The start of the 21st season

The Club met for the first meeting of its twenty-first season on Thursday 6 September. We were blest with 24 in attendance and that kept the rounds even all night. Here are some highlights I saw as I passed up and down the tables between games:

Dave Krook had two identical racks in his game against Mark Edelson. Dave’s magic rack was DEILRS?, and he bingo-ed with DERaILS and REDIaLS. Scrabble props to Dave for bingo-ing with anagrams of the same word. There must have been eleven A’s in that game.

The two Jasa [1], Broersma and Ubeika, played the same word three times. No blank was involved: Jason Ubeika, also known as Juju, or by the various Scrabble players of the world as Jasonu, played PIU twice. PIU across then followed by that ghastly IU dump PIU reading down from the same P. Jason Broersma, also known by the various Scrabble players of the world as Jasonb, played PIU in a separate spot elsewhere.

That’s the two P’s and three of the ghastly U’s being used to play PIU PIU and PIU. They could have tried for PHEW too.

Craig Rowland had a bingo-fest with eight rack-clearers.
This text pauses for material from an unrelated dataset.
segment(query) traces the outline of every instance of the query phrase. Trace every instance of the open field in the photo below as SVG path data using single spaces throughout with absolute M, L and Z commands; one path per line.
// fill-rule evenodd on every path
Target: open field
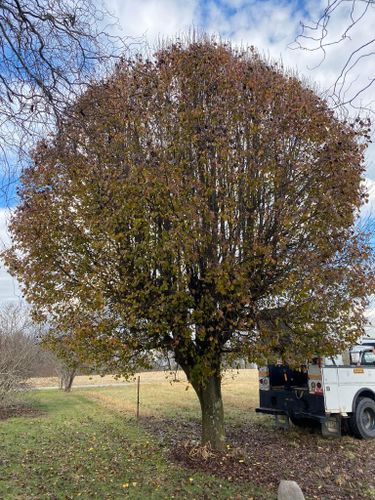
M 29 394 L 33 412 L 0 421 L 0 498 L 274 499 L 280 479 L 308 499 L 375 498 L 375 442 L 275 430 L 254 413 L 256 378 L 225 376 L 221 454 L 197 447 L 191 387 L 160 372 L 141 374 L 138 423 L 135 383 Z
He opened with MISReLY on his first move against Shauna Petrie. His plan was to try to lure Shauna into a challenge by having her mistake his play as MISeRLY. Shauna held him, but was smart not to challenge. This was a risky play as Craig slotted the Y on the DLS. Any -ING extension to the TWS would yield an easy 45 points, but that never happened. He reasoned that it would be rare for a player to have ING sitting on his or her rack at that moment, and it would not be worth the 45 points in the end if either he or Shauna fished for it.
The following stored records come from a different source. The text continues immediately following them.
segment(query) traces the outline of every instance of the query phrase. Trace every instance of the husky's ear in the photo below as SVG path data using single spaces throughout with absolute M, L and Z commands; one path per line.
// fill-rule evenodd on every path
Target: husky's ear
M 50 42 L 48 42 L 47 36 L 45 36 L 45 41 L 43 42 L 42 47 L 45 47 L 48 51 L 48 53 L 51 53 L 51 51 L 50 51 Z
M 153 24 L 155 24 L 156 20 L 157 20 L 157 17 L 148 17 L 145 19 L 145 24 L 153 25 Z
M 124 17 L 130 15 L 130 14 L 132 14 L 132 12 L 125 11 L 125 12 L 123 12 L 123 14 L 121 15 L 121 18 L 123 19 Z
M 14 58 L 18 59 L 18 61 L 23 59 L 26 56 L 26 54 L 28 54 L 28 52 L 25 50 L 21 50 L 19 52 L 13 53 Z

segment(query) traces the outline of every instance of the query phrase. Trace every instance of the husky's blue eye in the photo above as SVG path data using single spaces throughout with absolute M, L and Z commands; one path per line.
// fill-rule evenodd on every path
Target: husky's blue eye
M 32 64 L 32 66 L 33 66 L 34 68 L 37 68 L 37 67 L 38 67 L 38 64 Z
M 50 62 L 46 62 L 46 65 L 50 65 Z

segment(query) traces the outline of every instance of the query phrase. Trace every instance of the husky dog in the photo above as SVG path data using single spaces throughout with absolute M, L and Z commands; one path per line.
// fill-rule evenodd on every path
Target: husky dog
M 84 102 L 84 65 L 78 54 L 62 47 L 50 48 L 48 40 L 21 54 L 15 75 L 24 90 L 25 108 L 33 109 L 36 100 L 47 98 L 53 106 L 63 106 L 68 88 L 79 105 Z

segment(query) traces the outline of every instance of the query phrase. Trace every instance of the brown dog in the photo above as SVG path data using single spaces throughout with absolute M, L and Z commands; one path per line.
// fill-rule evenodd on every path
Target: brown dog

There are only a few bingo anagrams that look like misspellings of more common words. Some that come immediately to mind are STRONGYL/STRONGLY; FORAMEN/FOREMAN; GLOBINS/GOBLINS; SALVIAS/SALIVAS. However, since tabloids posted photos of Miley Cyrus inhaling hits of salvia from a bong, this word has now entered common parlance and all the kids are talking about it. Send in more “apparent anagram misspellings”.

Joseph Bowman celebrated his 44th birthday and gave two-dollar coins to all those players who scored 44 points in a turn. Congratulations to birthday-boy Joseph as well as all of the money winners: Steve, Yvonne, Andy, Sophia, Martyna and Joseph himself times two.